At Eternity's Gate **** / *****
Directed by: Julian
Schnabel.
Written by: Jean-Claude
Carrière and Louise Kugelberg and Julian Schnabel.
Starring: Willem Dafoe (Vincent Van
Gogh), Rupert Friend (Theo Van Gogh), Oscar Isaac (Paul Gauguin), Mads
Mikkelsen (The Priest), Mathieu Amalric (Dr. Paul Gachet), Emmanuelle Seigner
(Madame Ginoux), Niels Arestrup (Madman), Anne Consigny (Teacher), Amira Casar
(Johanna Van Gogh), Vincent Perez (The Director), Lolita Chammah (Girl on the
Road), Stella Schnabel (Gaby), Vladimir Consigny (Doctor Felix Ray).
Julian
Schnabel has been at his best when making films about artists, in part because
as an artist himself, he understands them, and in part because he seems more
interested in that art, and the process that made it, than it delivering a more
traditional biopic structure – which mainly seems to want to be a greatest hits
collection of a subject’s life.

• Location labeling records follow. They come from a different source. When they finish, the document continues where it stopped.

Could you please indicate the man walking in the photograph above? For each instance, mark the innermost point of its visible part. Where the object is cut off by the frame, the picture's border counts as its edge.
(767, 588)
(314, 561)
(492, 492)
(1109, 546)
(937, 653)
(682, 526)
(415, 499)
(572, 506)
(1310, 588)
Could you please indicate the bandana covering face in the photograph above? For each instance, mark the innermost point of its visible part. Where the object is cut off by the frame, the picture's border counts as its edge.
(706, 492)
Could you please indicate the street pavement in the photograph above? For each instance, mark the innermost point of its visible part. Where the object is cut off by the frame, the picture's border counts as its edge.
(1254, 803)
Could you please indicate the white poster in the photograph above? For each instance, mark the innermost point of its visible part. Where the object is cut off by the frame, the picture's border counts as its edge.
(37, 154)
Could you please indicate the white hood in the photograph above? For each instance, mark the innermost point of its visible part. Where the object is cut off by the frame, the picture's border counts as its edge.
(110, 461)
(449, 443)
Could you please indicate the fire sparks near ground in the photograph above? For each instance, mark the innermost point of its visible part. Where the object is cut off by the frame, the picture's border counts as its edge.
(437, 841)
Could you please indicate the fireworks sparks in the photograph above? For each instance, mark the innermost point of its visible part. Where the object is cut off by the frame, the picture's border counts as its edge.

In At Eternity’s Gate, he turns his camera on
Vincent Van Gogh, in the final months of his life, and while there are probably
few painters least in need of another film about them than Van Gogh (we already
have Vincente Minelli’s more traditional Lust for Life (1956), Robert Altman’s
Vincent & Theo (1990), which focused on both Van Gogh brothers and Loving
Vincent (2017), an animated film that sought to recreate the look of Van Gogh’s
paintings on screen, and covered much of the same ground as this film (but
shrouded in an unnecessary mystery) – the film still works, as it attempts to
do something different – to look at the world askew like Van Gogh, as he
struggles with fitting in, and seeing the world in his way. It also helps that
Willem Dafoe delivers a remarkable performance as Van Gogh – even if Van Gogh
died in his 30s, and Dafoe is now 60, he was still perfectly cast.
As he is
want to do, Schanbel’s camera in the film is constantly moving, constantly
restless, and constantly in close-up on his actors faces as they go about their
lives. For Van Gogh, that meant painting and little else – he didn’t care for
anything else, he didn’t want to do anything else, and when he did anything
else, that’s when the trouble happened. This film is perhaps at its best when
it is at its quietest – when it watches Van Gogh sitting in front of his easel,
out in the fields he was painting – and watching as he transforms what is in
front of him into the art on his canvas. As he says in the film, he wonders why
he doesn’t see things in the same way as other people do – but it’s that not
seeing things in the ways others do that made him the artist he was.
The film
does have more traditional story elements as well. Oscar Isaac co-stars as
fellow artist Paul Gauguin (a role Anthony Quinn won an Oscar for in Lust for
Life) – who was Van Gogh’s friends, and comes to stay for a time in the same
small town as Van Gogh. Their approaches to art and painting are different –
and they argue, passionately, about it – but it was these arguments that kept
Van Gogh going. When Gauguin leaves, it is for him that Van Gogh cuts off his
ear as an offering.
The film
gets close with Van Gogh as he tries to explain himself. One of the best scenes
has him meetings with a Priest (Mads Mikkelsen), who has to decide if he should
let Van Gogh out of the mental hospital he is being confined in. Whether or not
Van Gogh would have the insight and self-awareness he shows in this scene is
debatable – but it feels right when he argues it.
For
Schanbel’s film to work, he needed a performer like Dafoe – one of those actors
who seems to always be daring, always be pushing himself forward. This role
couldn’t be more different than the one he should have won an Oscar for last
year (The Florida Project), except for how completely Dafoe understands these
characters. This is a committed performance, one unconcerned with vanity, and
more concerned with inhabiting Van Gogh’s troubled soul. It’s a great
performance – and it elevates the whole film.
As a
filmmaker, I still think that Schnabel would be better served to calm down
sometimes – to let things play out a little more without imposing his style on
every second, every frame. But when the films work, it is overwhelming and
effective – a brilliant portrayal of a brilliant artist.